High on Life

NO BIKE NO LIFE

初フル完走ー2017京都マラソン完走記録

3h38m35s 42.45km 5m09s/km 11.7km/h 184spm 1.05m/p
総合2163位 年代別343位
https://connect.garmin.com/modern/activity/1580494284

後日確定したWEB完走証


出し切ったと思います。今の体力で、Gブロックスタートで出せる精一杯のタイムだったと思います。
思えば一昨年の12月から始めた冬の二毛作ラン。キロ8分台で2キロ走って足が動かなくなったあの日から、よくぞここまでオッさん成長したもんだって、素直に感動すればいいと思うのですが、何となく変なんですよね。喜びで一杯って感じではない、変な終わり方なんです。それはある意味笑える話でもありますし、笑える原因故に不完全燃焼とも言え、なんとも不思議な旅の体験でした。
迫り来る尿意と闘いながら、42.45キロ、3時間38分走ることになるとは思いませんでした。出そう出そうと思っても、不思議なもので、走ると言う動作をしている最中決して出させてはくれないのですね。運動生理学なんでしょうか、何でしょうか、筋肉が活動している最中に放出するという力が働かないようになっているのでしょうか、人間って。どなたか詳しい方がいらっしゃいましたら是非ご教示ください。今後も同じようなことは起こり得るし、メカニズムが解れば焦りや緊張も減るでしょうし。知識としてではなく、経験値としてFBにコメントをくれたS藤君には、実は大変感謝しているのです。尿意が来ても我慢しきることはできるし、やがて尿意は消える・・・、そのコメントが3時間38分の間、ずーっと頭の中でリフレンしていたのです。私の場合、尿意が消えることはなかったですが、足を緩めることなく我慢し通すことができたのです。S藤君のコメント読んでなかったら、終始トイレへの強迫観念に襲われ、大きくタイムロスしていたでしょうね。

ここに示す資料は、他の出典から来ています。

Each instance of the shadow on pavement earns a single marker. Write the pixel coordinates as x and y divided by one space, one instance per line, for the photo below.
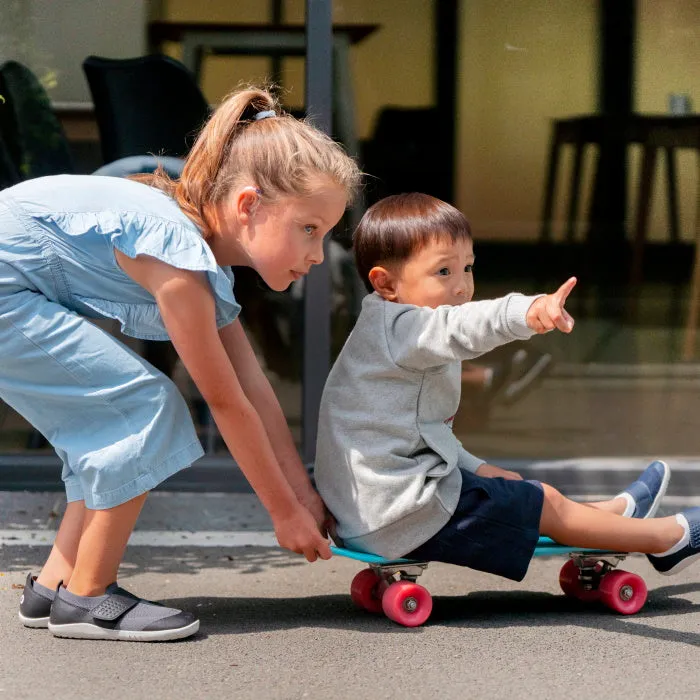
479 610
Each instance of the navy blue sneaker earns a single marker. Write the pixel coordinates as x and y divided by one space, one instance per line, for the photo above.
644 495
685 552
35 604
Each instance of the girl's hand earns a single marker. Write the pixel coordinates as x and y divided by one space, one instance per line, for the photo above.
547 313
491 472
299 533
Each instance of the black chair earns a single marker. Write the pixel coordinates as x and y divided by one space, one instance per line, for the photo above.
405 154
149 104
34 141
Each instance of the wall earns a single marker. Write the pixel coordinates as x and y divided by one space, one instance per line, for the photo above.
667 60
522 63
385 71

今年はサブトラが工事中で、Gブロックは陽も当たらない狭小な場所に整列させられました。Gの先頭から50mくらいの位置は確保できたものの、体を動かすこともままならない密集度。JR西大路駅から数えて3回もトイレ行ったにも関わらず、スタート15分前辺りで尿意発生。走行中に来る想定はしていましたが、さすがに記念すべき初フルマラソンのスタートが尿意とともに・・・、ちょっと憂鬱な始まりです。競技場内をゆっくり移動している最中、列から離れてスタンド裏のトイレに駆け込む人も多くいましたが、さらに位置を下げるのが嫌だったし、”走りながらするっ!”と、前夜真田安房守の口を借りて宣言していたこともあり、ままよと開き直ってスタートラインを超えました。号砲からのタイムラグは9分半くらい。
予想はしていましたが、やはり酷い状態。まともに走れません。隙間を探して右に左に。急ブレーキを掛けて横に跳ね飛んだり、肘鉄をくらったり繰り出したり、給水所が近づくと反対側に逃げて行ったり、路肩の段差に足を取られながらの追い抜き、一条山越えで多少バラけてくるまでに相当体力を奪われました。特に中盤を過ぎて露見したのが、路肩の段差に足を取られながら抜いていく際に相当左脚に無理が掛かっていたんだなということです。給水所前後を除くと、追い越し掛けられるのはほぼ右の路肩オンリーです。一条山越え辺りまでの追い越しは、右の路肩走行がほとんどでした。もうそこしかないので行くしかないのです。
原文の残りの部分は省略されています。